Many student athletes don’t have agents or PR reps for brands to reach out to. Some aren’t used to checking their emails regularly (they’re Gen Z, after all—you have to slide in their DM's. And between academics and athletics, they are essentially juggling two full-time jobs already.
“We’ve had to relook at our marketing timelines and adjust to new factors such as the players’ academic schedule, practice, and game days,” Sara Tervo, CMO of fashion brand Express, which last year entered into NIL deals with Ohio State Buckeyes football players C.J. Stroud and Jaxon Smith-Njigba, told Marketing Brew in an email.
As a result, brands that want to play ball with college athletes might have to ditch their traditional influencer marketing strategies and write a different playbook.
“Whatever strategy you have for influencer…take it and throw it out the window, because it does not work in this space,” Danny Morrissey, co-founder of college sports marketing agency Postgame, told Marketing Brew.
There are plenty of perks to working with college athletes, NIL pros noted. For one, players can be “regional heroes,” Morrissey said, which makes them ideal for crafting winning local ad campaigns. Express, for instance, was “able to focus on more regional marketing opportunities where we can hone in on the fandom of a localized network with appearance days, local media outreach, and photo shoots,” Tervo said. The brand’s initial partnership with Stroud and Smith-Njigba resulted in 30 billion social impressions, she added.
Student athletes are also busy—really busy. Partnering with student athletes during the season can result in a more “elevated” campaign, but that also tends to be the toughest time scheduling-wise, Morrissey explained.
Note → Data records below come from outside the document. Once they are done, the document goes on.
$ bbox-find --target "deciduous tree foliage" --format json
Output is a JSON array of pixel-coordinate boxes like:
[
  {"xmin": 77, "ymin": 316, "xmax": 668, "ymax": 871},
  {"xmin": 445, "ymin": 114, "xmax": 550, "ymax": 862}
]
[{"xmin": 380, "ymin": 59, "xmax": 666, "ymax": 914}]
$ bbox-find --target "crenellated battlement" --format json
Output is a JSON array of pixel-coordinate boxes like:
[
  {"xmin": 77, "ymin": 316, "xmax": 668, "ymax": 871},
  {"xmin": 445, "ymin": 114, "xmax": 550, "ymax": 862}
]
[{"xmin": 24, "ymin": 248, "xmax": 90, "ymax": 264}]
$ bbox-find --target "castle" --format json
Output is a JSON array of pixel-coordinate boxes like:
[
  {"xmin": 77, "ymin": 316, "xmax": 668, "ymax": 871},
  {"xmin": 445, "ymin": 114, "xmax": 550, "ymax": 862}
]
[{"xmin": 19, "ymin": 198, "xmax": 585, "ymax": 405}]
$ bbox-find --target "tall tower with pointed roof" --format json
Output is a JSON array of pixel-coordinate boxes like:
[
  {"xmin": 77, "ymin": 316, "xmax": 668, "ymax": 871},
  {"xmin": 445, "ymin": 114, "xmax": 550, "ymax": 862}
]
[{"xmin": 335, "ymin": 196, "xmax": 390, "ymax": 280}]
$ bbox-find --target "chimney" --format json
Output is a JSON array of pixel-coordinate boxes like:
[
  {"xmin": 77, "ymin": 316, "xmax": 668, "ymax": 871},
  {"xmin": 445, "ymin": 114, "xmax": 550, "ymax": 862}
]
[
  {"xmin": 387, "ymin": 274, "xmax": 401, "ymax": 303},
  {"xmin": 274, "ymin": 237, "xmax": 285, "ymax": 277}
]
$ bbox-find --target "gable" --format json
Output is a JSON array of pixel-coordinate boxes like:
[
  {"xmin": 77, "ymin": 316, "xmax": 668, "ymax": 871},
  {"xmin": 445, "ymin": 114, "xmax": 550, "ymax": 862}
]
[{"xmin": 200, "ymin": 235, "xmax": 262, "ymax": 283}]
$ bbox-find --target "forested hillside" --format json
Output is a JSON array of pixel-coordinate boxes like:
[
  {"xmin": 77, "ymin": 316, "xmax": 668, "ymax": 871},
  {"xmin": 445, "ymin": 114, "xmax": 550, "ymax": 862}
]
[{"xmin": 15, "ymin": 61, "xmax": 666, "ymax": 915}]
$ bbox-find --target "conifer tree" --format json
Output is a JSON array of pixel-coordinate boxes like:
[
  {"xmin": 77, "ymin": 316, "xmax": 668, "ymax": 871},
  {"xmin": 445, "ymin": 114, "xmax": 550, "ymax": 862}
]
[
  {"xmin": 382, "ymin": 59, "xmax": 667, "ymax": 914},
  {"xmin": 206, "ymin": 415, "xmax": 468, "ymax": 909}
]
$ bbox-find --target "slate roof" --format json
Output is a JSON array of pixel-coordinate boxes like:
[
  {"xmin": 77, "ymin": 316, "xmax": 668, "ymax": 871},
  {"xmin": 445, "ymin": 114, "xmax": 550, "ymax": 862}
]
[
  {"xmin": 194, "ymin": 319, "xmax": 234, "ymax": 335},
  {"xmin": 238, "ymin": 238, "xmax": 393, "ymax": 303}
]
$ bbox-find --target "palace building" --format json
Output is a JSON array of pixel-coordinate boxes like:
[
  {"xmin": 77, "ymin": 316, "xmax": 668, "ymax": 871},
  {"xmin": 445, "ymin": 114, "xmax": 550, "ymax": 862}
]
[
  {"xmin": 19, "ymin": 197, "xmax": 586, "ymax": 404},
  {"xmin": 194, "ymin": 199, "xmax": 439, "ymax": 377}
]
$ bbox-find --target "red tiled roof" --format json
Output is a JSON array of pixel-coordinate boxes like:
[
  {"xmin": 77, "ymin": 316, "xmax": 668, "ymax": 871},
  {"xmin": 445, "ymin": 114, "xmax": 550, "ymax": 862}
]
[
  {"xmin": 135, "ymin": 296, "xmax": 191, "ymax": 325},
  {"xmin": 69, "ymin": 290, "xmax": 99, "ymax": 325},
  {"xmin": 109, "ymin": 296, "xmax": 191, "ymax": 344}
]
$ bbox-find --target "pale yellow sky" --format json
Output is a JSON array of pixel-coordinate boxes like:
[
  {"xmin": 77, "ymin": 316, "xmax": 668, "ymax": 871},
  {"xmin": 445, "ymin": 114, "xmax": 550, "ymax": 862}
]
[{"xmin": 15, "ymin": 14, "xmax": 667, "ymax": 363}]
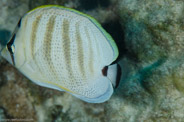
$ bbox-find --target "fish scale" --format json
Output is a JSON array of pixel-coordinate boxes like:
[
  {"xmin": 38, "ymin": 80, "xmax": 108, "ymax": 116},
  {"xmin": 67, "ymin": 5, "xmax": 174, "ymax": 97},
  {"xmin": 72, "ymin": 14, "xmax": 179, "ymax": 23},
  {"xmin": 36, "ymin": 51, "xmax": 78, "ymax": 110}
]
[{"xmin": 0, "ymin": 6, "xmax": 118, "ymax": 103}]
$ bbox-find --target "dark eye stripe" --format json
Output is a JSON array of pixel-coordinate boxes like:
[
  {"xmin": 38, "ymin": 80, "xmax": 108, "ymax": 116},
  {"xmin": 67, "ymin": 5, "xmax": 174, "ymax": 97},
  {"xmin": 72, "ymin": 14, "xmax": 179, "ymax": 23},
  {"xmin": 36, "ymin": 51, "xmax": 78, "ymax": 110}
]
[
  {"xmin": 7, "ymin": 34, "xmax": 16, "ymax": 65},
  {"xmin": 7, "ymin": 34, "xmax": 16, "ymax": 54},
  {"xmin": 17, "ymin": 18, "xmax": 22, "ymax": 28},
  {"xmin": 115, "ymin": 64, "xmax": 122, "ymax": 88}
]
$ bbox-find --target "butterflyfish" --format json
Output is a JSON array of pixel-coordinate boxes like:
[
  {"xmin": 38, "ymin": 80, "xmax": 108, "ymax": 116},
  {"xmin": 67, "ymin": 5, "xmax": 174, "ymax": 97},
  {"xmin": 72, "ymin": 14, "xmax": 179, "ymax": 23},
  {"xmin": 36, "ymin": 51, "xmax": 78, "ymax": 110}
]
[{"xmin": 1, "ymin": 5, "xmax": 121, "ymax": 103}]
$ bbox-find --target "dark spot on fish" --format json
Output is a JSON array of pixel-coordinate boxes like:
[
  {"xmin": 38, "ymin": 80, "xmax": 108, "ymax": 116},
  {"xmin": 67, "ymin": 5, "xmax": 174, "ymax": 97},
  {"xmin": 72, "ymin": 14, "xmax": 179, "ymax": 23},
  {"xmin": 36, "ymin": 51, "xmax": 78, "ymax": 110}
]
[
  {"xmin": 102, "ymin": 19, "xmax": 127, "ymax": 63},
  {"xmin": 102, "ymin": 66, "xmax": 108, "ymax": 76}
]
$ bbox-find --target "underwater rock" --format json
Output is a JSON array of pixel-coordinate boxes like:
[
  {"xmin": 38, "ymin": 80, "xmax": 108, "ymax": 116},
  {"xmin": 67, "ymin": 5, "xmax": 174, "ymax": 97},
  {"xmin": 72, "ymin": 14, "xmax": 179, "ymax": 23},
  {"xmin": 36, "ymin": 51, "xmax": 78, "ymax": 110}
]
[{"xmin": 0, "ymin": 0, "xmax": 184, "ymax": 122}]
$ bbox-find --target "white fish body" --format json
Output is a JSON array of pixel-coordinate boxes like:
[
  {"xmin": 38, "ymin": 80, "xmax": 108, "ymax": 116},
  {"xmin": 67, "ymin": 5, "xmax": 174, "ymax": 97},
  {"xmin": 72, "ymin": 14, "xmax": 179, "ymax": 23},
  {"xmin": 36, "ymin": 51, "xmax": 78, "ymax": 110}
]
[{"xmin": 1, "ymin": 6, "xmax": 118, "ymax": 103}]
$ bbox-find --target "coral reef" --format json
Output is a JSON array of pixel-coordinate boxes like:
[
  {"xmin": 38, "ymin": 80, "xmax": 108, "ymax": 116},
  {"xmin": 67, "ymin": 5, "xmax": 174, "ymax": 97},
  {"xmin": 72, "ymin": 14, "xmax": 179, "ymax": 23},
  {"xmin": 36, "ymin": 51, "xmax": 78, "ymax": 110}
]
[{"xmin": 0, "ymin": 0, "xmax": 184, "ymax": 122}]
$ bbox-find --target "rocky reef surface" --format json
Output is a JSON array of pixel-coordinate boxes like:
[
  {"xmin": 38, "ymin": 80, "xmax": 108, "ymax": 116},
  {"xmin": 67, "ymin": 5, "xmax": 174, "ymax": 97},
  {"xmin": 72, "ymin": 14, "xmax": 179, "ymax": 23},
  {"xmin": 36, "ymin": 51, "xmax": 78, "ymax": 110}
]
[{"xmin": 0, "ymin": 0, "xmax": 184, "ymax": 122}]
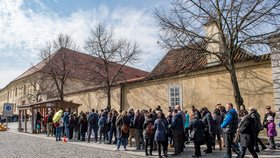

To alleviate some of that scheduling pressure, he advised brands to enter into partnerships with students before the season starts. Marketers might start creating content with a soccer player ahead of the season in late July or early August so that when the season kicks off, “you can then activate” with the players quickly, Morrissey told us.
Some brands seem to be embracing that kind of less-produced content: A fashion brand once specifically requested an athlete do a reshoot because the photos were “too high-quality,” Morrisey said. Brands should also prepare to be flexible.
”These athletes, they are busy, they have student commitments, they have athletic commitments, and they’re also just living life. The more that you can be engaging with them, flexible but involved, I think you’ll be successful.”